Kraft Heinz: Is Buffett’s Stamp of Approval Enough?

Even if its name wasn’t enough to impress, Kraft Heinz Co (NASDAQ: KHC) was always going to draw attention. After all, it came into being through a merger backed by none other than legendary investor Warren Buffett. The Oracle of Omaha owns about a quarter of the food and beverages giant through his investment company Berkshire Hathaway (NYSE: BRK.A).

Kraft Foods and H.J. Heinz were already top players in their industry before Buffett and Brazilian investment group 3G Capital hatched the merger plan. They had jointly acquired Heinz in 2013. When the deal closed in July 2015, it created the fifth biggest food and beverage company on the planet. In North America, Kraft Heinz ranks at number three.

While all of this is impressive, does it mean that dividend investors would do well to buy into this corporation?

Some more on Kraft Heinz

Kraft Heinz
Kraft Heinz

With headquarters in Pittsburgh and Chicago, Kraft Heinz has operations in more than 40 countries.
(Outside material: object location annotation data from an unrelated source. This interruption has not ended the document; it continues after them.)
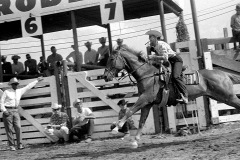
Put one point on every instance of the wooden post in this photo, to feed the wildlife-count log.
(156, 118)
(212, 103)
(1, 73)
(162, 19)
(197, 36)
(42, 47)
(75, 39)
(59, 94)
(109, 37)
(225, 32)
(66, 93)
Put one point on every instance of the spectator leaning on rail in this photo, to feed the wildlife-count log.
(17, 67)
(162, 53)
(57, 129)
(73, 56)
(6, 68)
(53, 58)
(90, 56)
(235, 24)
(9, 105)
(129, 124)
(83, 123)
(43, 67)
(30, 66)
(103, 52)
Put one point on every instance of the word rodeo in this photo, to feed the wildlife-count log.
(14, 9)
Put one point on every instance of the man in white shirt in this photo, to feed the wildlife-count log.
(17, 67)
(83, 122)
(9, 106)
(90, 56)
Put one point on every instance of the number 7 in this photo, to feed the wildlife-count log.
(112, 7)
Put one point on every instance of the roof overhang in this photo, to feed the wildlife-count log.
(54, 22)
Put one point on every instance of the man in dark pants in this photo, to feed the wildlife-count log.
(83, 123)
(129, 124)
(162, 53)
(9, 105)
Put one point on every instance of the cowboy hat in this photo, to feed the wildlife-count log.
(88, 43)
(15, 57)
(77, 101)
(154, 33)
(122, 102)
(119, 40)
(102, 39)
(13, 80)
(238, 6)
(56, 106)
(4, 57)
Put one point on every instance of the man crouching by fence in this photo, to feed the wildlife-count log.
(57, 129)
(83, 123)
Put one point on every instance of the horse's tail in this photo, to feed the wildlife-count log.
(235, 78)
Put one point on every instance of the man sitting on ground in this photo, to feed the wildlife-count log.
(57, 129)
(83, 123)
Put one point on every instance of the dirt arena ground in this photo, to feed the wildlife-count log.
(221, 142)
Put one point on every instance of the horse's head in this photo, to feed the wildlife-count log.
(115, 64)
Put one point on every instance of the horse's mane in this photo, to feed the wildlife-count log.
(141, 56)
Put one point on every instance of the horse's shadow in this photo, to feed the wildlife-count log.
(126, 150)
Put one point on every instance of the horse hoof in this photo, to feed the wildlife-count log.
(137, 138)
(115, 130)
(134, 144)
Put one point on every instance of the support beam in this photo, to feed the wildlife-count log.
(75, 39)
(109, 37)
(42, 47)
(171, 8)
(1, 74)
(162, 19)
(196, 30)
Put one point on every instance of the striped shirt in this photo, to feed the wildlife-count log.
(58, 119)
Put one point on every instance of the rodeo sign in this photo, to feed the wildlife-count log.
(30, 11)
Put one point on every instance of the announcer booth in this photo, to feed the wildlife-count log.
(34, 18)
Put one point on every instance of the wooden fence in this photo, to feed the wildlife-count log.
(94, 91)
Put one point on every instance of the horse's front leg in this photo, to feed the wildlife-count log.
(141, 102)
(144, 114)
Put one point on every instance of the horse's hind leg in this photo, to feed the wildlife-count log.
(234, 101)
(143, 118)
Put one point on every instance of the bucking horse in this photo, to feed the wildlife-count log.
(215, 84)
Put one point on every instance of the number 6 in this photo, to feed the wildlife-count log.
(30, 26)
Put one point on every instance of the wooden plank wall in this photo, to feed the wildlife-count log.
(84, 84)
(221, 112)
(194, 112)
(36, 103)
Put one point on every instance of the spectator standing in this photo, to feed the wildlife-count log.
(30, 65)
(235, 24)
(83, 123)
(73, 56)
(103, 52)
(17, 67)
(6, 68)
(9, 106)
(43, 67)
(90, 56)
(53, 58)
(57, 129)
(119, 44)
(129, 124)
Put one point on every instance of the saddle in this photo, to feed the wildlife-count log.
(165, 75)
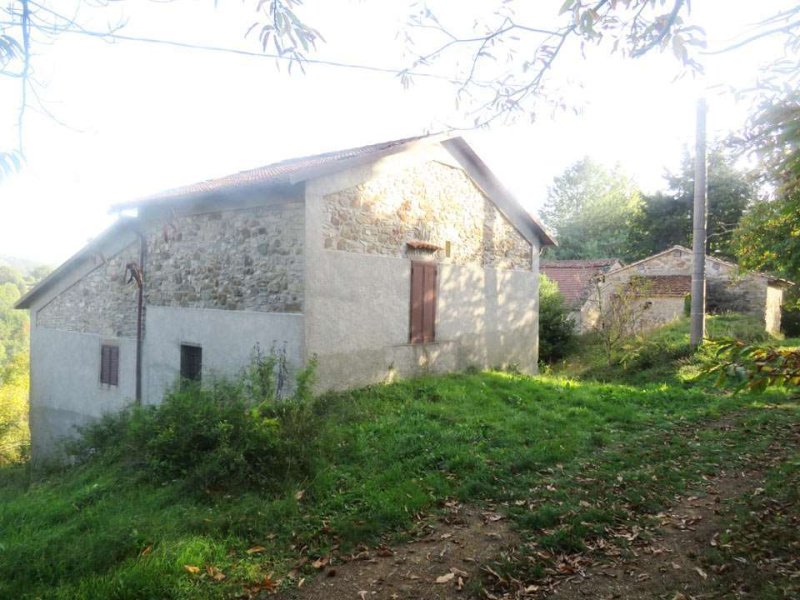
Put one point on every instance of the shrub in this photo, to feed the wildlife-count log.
(790, 321)
(753, 366)
(231, 433)
(556, 329)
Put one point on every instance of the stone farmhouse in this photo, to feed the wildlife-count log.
(382, 261)
(664, 280)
Its portfolio contains more than 200 brands, among them eight with annual sales in excess of $1 billion. Besides Kraft and Heinz, the company also owns such iconic brands as Oscar Mayer, Philadelphia, Velveeta, Maxwell House, Ore-Ida, and Jell-O.

Kraft Heinz concluded 2016 with net sales of $26.5 billion and net income of $3.6 billion. It was the first full year of operation for the merged group. The company made a slow start to 2017, reporting a 3.1% year-on-year decline in first-quarter net sales. Net income and diluted earnings per share were flat at $893 million and $0.73, respectively. Despite the lackluster results, CEO Bernardo Hees said Kraft Heinz remained “on track with our key initiatives.” These include “product innovations, renovations, and geographic expansion.” The initiatives will help the company grow its organic sales for the rest of 2017 and beyond, Hees added.

Kraft Heinz currently has a market capitalization of about $100 billion.


The companies that combined to form Kraft Heinz had gained the trust of income investors. It remains to be seen whether the merged entity will establish itself as a solid dividend play.

We should note that Kraft Heinz operates in an industry with strong competition and slow growth in general. Food products and beverages are recession-resistant goods, but even in good economic times they rarely deliver bumper sales. This means and Kraft Heinz may build a solid dividend record but its distributions are unlikely to grow at impressive rates.

Shareholders in the company are currently collecting $0.60 per share by way of a quarterly dividend. This implies an annualized payout of $2.40 per share against $2.35 in 2016. The yield now stands at 2.9%.


You could say that Kraft Heinz is riding on the glory of its predecessor companies and the reputation of its main shareholders. Buffett needs no introduction and Berkshire Hathaway is one of the most successful investment companies in the world. As for 3G Capital, it has become well-known for driving profitability at its portfolio companies through extensive cost-cutting and carefully selected acquisitions. It’s still too early to say how well this strategy will work for Kraft Heinz.

The shares are currently trading at $82.82, quite close to their 52-week low of $79.69. The highest value in the past year was $97.77.

On the other hand, Kraft Heinz has a forward P/E ratio of 22.5 versus an average 19.9 for the S&P 500 Index. The trailing value also exceeds the industry average: 29.8 and 27.8, respectively.

Given its legacy, high-quality portfolio, and heavyweight backers, Kraft Heinz may be deserving of a premium. However, buying into the company at present has an element of risk. There is still uncertainty regarding its ability to achieve meaningful growth in free cash flow and earnings. Unless that happens, Kraft Heinz will find it highly problematic to maintain dividend growth in the longer term.


I do not have a financial interest in any of the companies featured in this article, nor do I plan on having one within the next three days.

This article reflects my opinions. The company is not paying me to write it and I do not have any business relationship with any companies mentioned in it.